The three subject groups had similar mean age and education, as well as similar ethnicity and gender distribution (p ≥ 0.69). However, the race distribution differed between the three groups (χ2, p = 0.03), with more Pacific Islanders in the two Meth groups than the control group, and fewer Whites among past users than the other two groups.

CES-D scores were higher in both Meth groups compared to controls (1-way-ANOVA p < 0.0001), and higher in current users than past users (post-hoc: p = 0.003). Notably, 16 current users had CES-D scores >16, indicating possible clinical depression.

More than 90 % of the Meth users smoked the drug as their primary route. The current and past Meth users reported similar cumulative amounts of Meth used during their lifetime, age of first use, duration of Meth use, and averaged daily amount of Meth used (p ≥ 0.11). The past users were abstinent from Meth for almost three years on average (mean duration of 35.9 months, median duration of 6.5 months, range 1 month to 24 years).
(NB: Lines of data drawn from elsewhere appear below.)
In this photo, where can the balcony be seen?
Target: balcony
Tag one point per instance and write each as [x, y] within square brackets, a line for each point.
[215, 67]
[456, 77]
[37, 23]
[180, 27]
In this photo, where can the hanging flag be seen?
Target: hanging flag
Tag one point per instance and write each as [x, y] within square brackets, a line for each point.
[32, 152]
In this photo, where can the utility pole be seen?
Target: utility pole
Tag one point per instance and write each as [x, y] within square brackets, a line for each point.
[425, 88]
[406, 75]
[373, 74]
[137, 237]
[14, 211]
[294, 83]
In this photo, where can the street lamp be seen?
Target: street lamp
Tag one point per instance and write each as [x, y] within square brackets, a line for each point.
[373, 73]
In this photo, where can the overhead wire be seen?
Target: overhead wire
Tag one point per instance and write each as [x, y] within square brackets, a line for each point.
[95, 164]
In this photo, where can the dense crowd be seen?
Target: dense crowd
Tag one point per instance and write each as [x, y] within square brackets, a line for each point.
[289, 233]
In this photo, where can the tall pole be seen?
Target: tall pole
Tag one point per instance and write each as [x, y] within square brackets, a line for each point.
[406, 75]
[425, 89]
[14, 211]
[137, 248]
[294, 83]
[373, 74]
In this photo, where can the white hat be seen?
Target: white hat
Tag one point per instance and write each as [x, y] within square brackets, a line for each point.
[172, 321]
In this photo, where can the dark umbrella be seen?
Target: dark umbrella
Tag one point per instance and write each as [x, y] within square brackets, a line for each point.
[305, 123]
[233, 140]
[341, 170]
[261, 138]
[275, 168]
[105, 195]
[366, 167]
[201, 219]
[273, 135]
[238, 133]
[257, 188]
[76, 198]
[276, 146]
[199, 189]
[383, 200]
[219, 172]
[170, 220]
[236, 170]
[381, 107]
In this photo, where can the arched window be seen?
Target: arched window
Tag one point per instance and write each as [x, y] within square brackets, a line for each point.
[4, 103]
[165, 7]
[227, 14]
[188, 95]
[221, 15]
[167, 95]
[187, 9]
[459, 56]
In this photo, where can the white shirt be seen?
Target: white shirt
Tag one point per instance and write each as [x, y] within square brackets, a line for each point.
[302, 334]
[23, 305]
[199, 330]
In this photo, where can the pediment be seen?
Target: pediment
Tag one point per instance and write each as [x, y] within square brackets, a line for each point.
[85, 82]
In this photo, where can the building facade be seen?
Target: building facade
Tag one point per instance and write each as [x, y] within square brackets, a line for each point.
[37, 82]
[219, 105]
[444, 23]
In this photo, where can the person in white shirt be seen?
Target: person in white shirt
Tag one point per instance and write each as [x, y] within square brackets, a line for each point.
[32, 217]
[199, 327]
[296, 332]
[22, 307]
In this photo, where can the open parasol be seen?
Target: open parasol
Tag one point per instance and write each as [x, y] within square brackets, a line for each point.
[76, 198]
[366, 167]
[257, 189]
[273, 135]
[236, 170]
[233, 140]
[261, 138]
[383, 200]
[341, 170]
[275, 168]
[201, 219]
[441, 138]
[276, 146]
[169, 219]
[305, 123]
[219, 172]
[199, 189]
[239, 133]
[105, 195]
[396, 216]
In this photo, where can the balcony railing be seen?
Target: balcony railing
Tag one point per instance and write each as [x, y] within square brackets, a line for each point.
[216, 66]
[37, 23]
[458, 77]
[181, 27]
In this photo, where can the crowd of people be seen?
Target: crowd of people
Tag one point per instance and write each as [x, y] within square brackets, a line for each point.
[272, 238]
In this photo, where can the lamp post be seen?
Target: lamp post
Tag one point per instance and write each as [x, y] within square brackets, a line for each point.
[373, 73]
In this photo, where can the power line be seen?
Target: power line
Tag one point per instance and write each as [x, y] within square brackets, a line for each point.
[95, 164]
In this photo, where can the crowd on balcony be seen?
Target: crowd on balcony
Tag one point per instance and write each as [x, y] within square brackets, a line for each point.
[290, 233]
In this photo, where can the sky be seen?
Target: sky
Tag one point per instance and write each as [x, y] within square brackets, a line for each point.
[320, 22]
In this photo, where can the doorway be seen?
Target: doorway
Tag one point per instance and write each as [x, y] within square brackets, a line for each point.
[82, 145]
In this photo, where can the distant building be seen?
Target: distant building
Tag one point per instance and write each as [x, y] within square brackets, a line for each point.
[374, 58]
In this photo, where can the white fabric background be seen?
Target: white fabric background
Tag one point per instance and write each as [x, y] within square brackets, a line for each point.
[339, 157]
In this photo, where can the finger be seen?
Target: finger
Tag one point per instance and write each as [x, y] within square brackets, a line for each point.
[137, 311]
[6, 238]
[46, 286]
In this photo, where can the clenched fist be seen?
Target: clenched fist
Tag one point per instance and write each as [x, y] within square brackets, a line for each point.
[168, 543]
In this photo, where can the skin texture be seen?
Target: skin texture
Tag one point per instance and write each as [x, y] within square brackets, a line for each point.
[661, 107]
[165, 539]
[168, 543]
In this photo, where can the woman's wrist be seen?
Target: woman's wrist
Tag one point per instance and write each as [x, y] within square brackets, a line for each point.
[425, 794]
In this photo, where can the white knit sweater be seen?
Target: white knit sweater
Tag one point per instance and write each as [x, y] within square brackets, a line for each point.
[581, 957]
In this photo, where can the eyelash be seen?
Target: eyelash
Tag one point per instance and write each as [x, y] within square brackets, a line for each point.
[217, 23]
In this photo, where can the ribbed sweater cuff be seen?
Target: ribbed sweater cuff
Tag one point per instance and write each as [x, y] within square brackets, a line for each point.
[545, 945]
Co-morbid use of tobacco is common amongst Meth users (Weinberger and Sofuoglu 2009); however, the three subject groups had similar frequency and amounts of tobacco use. Concurrent marijuana (MJ) use was rare and not different amongst the three groups, although more past Meth users had used MJ than current Meth users and controls (χ2, p = 0.005).

Neuropsychological Assessments (Supplementary Table)

The three subject groups performed similarly on tests that evaluated attention and executive function. Compared to the past users and the control group, current Meth users tended to perform faster on speed of information processing tasks, including the Trail Making Test, Part A (1-way-ANCOVA p = 0.05), and on the Stroop tasks. However, the Meth user groups had non-significantly higher error rates than the controls on the Stroop Interference task.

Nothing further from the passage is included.